Les communautés de stations sont sociales par nature. L'attente — réelle ou perçue — d'être dehors tous les soirs, d'être enthousiaste, d'être la version de vous-même qui est toujours partant, peut être épuisante si vous essayez de la maintenir pendant cinq mois.

Vous n'êtes pas obligé d'aller à chaque après-ski. Se reposer n'est pas un échec. Dire non à une soirée quand vous avez besoin de dormir n'est pas antisocial — c'est ainsi que vous restez fonctionnel pour les 150 autres nuits. Les personnes qui valent la peine d'être fréquentées comprendront cela.

Les relations à distance

Des fuseaux horaires différents, des mondes sociaux différents, une personne vivant une vie sociale intense et condensée tandis que l'autre est dans une routine de semaine normale — cela crée des frictions. Ce n'est pas un défaut de caractère de l'une ou l'autre partie ; c'est une pression structurelle.

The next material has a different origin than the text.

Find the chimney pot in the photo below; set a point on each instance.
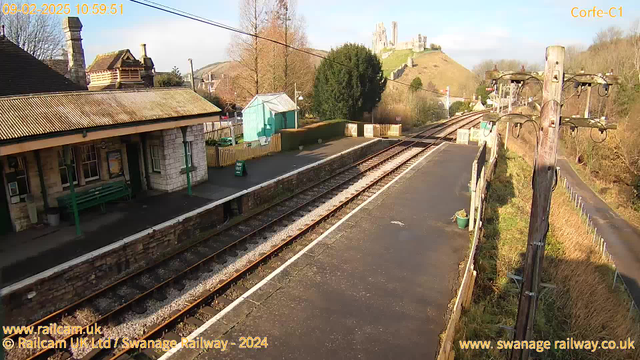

Soyez honnête avant de partir sur ce à quoi ressemblera la saison. Restez en contact authentique pendant celle-ci — pas seulement le résumé des moments forts. Les relations qui survivent à une saison sont celles où les deux personnes sont restées honnêtes sur la façon dont ça se passait vraiment.

Le stress financier

Si l'argent vient à manquer plus tôt que prévu — généralement à cause des dépenses sociales plutôt que des besoins de base — cela crée une anxiété réelle qui est difficile à séparer de tout le reste. Avoir un budget réaliste avant d'arriver change cela. Voir comment budgétiser une saison de ski pour les chiffres réels.

Le vide post-saison

La communauté soudée que vous avez construite se disperse en mars ou avril, généralement en l'espace de quelques semaines. Les gens partent vers différents pays, différents emplois, différentes vies. De nombreux saisonniers trouvent la transition vers la vie hors station étonnamment déstabilisante — le contraste de rythme et de densité sociale est significatif.

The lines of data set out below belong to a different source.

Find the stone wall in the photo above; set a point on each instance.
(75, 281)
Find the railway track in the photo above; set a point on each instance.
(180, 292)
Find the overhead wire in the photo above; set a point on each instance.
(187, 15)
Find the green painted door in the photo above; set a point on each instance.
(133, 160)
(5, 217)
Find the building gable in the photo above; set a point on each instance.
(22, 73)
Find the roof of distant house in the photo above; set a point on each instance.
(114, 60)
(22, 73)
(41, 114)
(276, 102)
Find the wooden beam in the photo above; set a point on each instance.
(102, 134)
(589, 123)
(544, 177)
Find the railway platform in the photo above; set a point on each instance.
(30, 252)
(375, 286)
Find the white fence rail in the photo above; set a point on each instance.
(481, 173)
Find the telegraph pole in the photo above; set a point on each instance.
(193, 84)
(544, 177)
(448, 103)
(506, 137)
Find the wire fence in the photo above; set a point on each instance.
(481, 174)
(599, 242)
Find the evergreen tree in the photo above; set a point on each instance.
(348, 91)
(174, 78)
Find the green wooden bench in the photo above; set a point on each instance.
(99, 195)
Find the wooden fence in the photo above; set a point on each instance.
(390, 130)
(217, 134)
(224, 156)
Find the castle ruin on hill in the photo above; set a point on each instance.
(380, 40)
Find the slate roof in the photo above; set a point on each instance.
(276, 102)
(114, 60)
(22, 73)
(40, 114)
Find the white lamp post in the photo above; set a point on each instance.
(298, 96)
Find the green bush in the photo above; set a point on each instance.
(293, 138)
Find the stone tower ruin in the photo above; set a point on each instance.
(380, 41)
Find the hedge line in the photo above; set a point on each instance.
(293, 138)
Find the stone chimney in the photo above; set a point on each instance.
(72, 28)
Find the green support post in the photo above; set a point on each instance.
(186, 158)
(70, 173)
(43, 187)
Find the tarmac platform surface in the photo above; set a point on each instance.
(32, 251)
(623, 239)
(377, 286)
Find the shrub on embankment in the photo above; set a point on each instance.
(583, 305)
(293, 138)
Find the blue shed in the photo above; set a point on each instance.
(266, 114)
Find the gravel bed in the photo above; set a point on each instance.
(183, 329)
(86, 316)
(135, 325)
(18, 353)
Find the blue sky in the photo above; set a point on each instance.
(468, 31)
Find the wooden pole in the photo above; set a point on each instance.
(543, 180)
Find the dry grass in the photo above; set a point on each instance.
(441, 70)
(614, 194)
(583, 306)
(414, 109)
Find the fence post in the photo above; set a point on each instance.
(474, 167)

Planifiez cela. Accordez-vous du temps pour décompresser plutôt que de vous attendre à vous réinsérer directement dans la vie normale. Restez en contact avec les personnes de la saison. Cela passe.

Soutien pratique

  • Dans la station : La plupart des grands opérateurs (Crystal, Inghams, Mark Warner, etc.) ont des contacts pour le bien-être ou des directeurs de station dont le travail inclut le soutien pastoral. Si vous rencontrez des difficultés, c'est une chose légitime à utiliser — pas un dernier recours.
  • La communauté des saisonniers elle-même est souvent la meilleure première ressource. La plupart des gens autour de vous ont ressenti les mêmes sentiments, souvent plus récemment que vous ne le pensez. Vous n'avez probablement pas besoin d'expliquer.
  • Si vous avez besoin d'un soutien professionnel :
    • MIND dispose de ressources et de lignes d'assistance internationales
    • Les Samaritains (116 123) opèrent à l'international et peuvent être joints par téléphone
    • Les services de santé mentale de votre pays d'origine sont souvent accessibles par appel vidéo même depuis l'étranger
  • Soins de santé locaux : La France a un système de mutuelle ; l'Autriche et la Suisse ont de bons soins de santé accessibles avec une carte EHIC/GHIC plus une assurance voyage. Si vous avez besoin de voir un médecin — y compris pour la santé mentale — votre assurance et les soins de santé locaux devraient le couvrir.

Le message honnête

Une saison de ski n'est pas une solution de bonheur permanent, et ça n'a jamais été le cas. C'est une expérience — une bonne expérience, pour la plupart des gens — avec ses propres défis particuliers intégrés dans sa structure. Le mal du pays, les journées courtes, la pression sociale — ce ne sont pas des signes que vous faites mal les choses. Ce sont des caractéristiques prévisibles de l'environnement.

Aborder cela avec cette compréhension signifie que vous gérez les parties difficiles exactement pour ce qu'elles sont : normales, temporaires et gérables. Plutôt que d'avoir l'impression d'échouer en les ressentant tout simplement.